Mr Stroll, who ousted chief executive Andy Palmer and fielded Mercedes-AMG boss Tobias Moers to replace him, said he took the lead role “to give clear leadership to the company. , to our partners and our dealers ”.

He added that this included an “initial reset in order to realize our ambition to make Aston Martin one of the world’s leading luxury car brands”.

This saw the dealer’s inventory reduced by 869 cars, which equates to about three months of sales. Mr Stroll is desperate to match production with demand, as this will cut costs and make cars more exclusive, limiting the discounts that were previously offered to boost sales.

The results also revealed accounting issues which mean Aston underestimated its losses last year by £ 15.3million, meaning its actual loss was £ 70.9million in 2019 rather than the 55.6 million pounds she brought in.

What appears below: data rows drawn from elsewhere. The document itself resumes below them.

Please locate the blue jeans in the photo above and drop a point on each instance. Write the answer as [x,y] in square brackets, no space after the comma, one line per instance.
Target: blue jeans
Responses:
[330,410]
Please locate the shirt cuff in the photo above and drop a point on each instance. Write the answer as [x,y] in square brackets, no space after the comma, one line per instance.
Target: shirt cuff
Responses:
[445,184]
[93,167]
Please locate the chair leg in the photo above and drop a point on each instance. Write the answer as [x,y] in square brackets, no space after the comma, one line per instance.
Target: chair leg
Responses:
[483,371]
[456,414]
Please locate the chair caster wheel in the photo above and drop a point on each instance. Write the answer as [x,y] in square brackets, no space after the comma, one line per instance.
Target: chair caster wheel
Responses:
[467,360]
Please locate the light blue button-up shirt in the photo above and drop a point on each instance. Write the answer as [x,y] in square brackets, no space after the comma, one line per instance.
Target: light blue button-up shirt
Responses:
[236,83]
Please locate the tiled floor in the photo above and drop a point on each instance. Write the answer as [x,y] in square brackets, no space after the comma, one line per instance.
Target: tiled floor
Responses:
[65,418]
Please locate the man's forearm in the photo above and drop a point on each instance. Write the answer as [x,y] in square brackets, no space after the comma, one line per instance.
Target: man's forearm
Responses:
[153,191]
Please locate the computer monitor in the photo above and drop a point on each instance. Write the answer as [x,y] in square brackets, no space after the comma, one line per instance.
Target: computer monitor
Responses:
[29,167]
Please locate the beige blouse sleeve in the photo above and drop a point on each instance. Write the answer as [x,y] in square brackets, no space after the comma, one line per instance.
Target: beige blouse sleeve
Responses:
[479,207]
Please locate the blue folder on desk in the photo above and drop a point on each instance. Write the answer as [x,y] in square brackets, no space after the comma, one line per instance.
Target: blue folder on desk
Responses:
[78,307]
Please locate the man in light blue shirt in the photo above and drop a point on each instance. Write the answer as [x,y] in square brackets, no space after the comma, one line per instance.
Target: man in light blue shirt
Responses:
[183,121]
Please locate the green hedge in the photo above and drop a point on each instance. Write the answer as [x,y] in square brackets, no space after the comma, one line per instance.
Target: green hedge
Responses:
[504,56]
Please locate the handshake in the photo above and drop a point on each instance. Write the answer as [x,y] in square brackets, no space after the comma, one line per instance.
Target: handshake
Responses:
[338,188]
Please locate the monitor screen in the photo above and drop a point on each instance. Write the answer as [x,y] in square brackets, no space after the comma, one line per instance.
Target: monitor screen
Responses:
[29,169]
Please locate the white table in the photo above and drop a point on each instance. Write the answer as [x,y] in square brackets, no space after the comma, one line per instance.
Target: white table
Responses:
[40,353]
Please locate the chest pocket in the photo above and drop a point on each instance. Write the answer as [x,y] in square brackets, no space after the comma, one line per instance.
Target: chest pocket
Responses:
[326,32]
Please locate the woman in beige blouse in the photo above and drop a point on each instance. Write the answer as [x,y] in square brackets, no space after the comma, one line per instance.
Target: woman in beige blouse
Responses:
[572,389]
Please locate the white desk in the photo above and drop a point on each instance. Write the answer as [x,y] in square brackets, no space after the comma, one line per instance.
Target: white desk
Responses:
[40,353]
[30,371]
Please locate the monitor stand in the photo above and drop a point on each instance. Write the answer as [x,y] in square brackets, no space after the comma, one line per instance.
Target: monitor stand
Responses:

Incentives and marketing costs for dealerships in the United States were the cause of the problem, said new CFO Ken Gregor, who discovered the problem was a non-cash cost.

He described it as “a timing error” caused by different accounting standards, Aston “passing from a misunderstanding”.

During the period, Aston managed to reduce its crushing debt, reducing it from £ 237million to £ 751million.